O STF (Supremo Tribunal Federal) retoma o julgamento sobre o Marco Civil da Internet nesta quarta-feira (4), pautado pelo ministro-presidente Luís Roberto Barroso. A discussão havia sido suspensa após pedido de vista do ministro André Mendonça, em dezembro do ano passado.
Entre os pontos em questão, está o debate sobre a responsabilização das empresas por posts de terceiros — somente se elas descumprirem ordem judicial de remoção de conteúdo. O gabinete do senador Márcio Bittar (UB-AC) faz campanha contra a regulação, alegando que seria uma interferência do STF na liberdade de expressão no país.
Os ministros Dias Toffoli e Luiz Fux já votaram para ampliar as hipóteses de responsabilização das plataformas, enquanto o ministro Luís Roberto Barroso apresentou um voto mais ameno. Conforme a maioria dos ministros, as plataformas devem ser mais proativas na remoção desse tipo de conteúdo — e não atuarem apenas quando houver uma decisão judicial.
Serão julgadas no STF mais três ações sobre o Marco Civil da Internet — uma de relatoria do ministro Dias Toffoli, outra de Luiz Fux e mais uma sob responsabilidade do ministro Edson Fachin.
Em Brasília, o gabinete do senador Márcio Bittar se movimenta no sentido de tentar fazer com que o STF barre decisões no sentido da regulação através do Marco Civil.

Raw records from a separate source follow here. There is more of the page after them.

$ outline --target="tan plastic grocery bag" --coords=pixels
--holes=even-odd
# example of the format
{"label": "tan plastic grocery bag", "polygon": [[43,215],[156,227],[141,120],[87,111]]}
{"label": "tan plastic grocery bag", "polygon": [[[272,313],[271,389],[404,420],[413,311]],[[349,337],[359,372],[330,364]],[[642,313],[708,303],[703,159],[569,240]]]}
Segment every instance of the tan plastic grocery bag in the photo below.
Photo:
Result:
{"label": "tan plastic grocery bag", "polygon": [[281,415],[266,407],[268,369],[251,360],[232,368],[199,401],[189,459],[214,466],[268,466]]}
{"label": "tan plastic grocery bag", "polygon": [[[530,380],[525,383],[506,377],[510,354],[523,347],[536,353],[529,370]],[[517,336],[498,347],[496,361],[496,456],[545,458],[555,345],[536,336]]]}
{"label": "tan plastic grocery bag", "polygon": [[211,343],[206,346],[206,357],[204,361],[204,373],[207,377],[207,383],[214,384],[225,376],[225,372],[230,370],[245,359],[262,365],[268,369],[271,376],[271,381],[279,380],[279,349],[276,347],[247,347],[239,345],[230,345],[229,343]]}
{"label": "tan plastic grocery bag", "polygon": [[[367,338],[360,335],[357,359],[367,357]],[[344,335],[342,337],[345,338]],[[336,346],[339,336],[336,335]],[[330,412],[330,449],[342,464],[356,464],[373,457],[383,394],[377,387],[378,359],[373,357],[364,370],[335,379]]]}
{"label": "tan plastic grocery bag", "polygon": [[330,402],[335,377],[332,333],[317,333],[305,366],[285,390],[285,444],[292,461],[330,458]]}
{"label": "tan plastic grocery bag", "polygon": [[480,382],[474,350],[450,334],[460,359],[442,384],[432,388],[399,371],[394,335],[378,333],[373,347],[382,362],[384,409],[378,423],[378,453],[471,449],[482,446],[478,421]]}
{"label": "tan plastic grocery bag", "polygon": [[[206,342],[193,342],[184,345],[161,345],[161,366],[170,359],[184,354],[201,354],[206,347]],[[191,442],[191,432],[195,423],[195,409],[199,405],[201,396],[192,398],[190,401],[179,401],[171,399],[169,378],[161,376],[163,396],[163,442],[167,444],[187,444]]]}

A esposa do senador, Taís Bittar, usou as redes sociais do marido para conclamar a população brasileira a assinar um abaixo-assinado a ser encaminhado ao STF contra a medida.
É o que diz Taís Bittar, no vídeo:
“Se esse julgamento for aprovado, você provavelmente nem estaria assistindo a este vídeo. No próximo dia 4 de junho, o Supremo Tribunal Federal pode validar algo gravíssimo: a remoção de conteúdos e perfis das redes sociais sem decisão judicial prévia. E isso, meus amigos, é censura. Isso destrói nossa liberdade de expressão. Hoje são as vozes conservadoras que estão na mira, mas amanhã pode ser qualquer um que pense diferente. Essa é uma luta de todos nós, brasileiros, e por isso foi criado este abaixo-assinado. Peço que você assine e compartilhe. Nós ainda temos liberdade — e não podemos permitir que ela seja retirada de nós.”